Muito depois, o ator Al Hedison — Albert David Hedison Jr. — alterou o prenome artístico apenas para David, com o qual ficou mais conhecido — principalmente ao dar vida ao Capitão Crane do submarino Seaview na série de TV Viagem ao fundo do mar (Voyage to the bottom of the sea)[1], criada por Irwin Allen.






Roteiro: James Clavell, baseado no conto The Fly, de George Langelaan. Direção de fotografia (CinemaScope, Color DeLuxe): Karl Struss. Música: Paul Sawtell. Montagem e desenho de produção: Merrill G. White. Maquiagem: Ben Nye. Efeitos especiais fotográficos: L. B. Abbott, Jack B. Gordon (não creditado). Figurinos: Adele Balkan, Charles Le Maire. Decoração: Eli Benneche, Walter M. Scott. Penteados: Helen Turpin. Consultor de cor: Leonard Doss. Assistente de direção: Jack Gerstman. Som: Eugene Grossman, Harry M. Leonard. Direção de arte: Theobold Holsopple, Lyle R. Wheeler. Sistema de mixagem sonora: Stéreo em 3 canais pela RCA Sound Rocording. Edição de som (não creditada): Don Isaacs, Dick Jensen. Assistente de montagem: Orven Schanzer (não creditado).
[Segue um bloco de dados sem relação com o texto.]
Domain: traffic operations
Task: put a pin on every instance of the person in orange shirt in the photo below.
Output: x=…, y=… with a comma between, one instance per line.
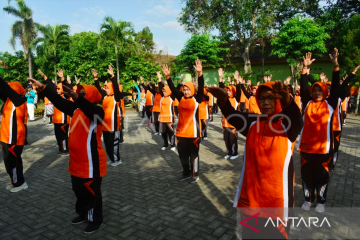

Continuidade: Kathleen Fagan (não creditado). Planejamento dos créditos: Wayne Fitzgerald (não creditado). Instrutor de diálogos: Clarence Marks (não creditado). Lentes de CinemaScope: Bausch & Lomb. Tempo de exibição: 94 minutos.


(José Eugenio Guimarães, 1974)



[1] Produção da Cambridge em associação com a 20th Century-Fox Television. A série é composta de 110 episódios distribuídos por quatro temporadas. Originalmente foi lançada pelo canal estadunidense ABC (American Broadcasting Company) em 14 de setembro de 1964 e encerrada em 31 de março de 1968.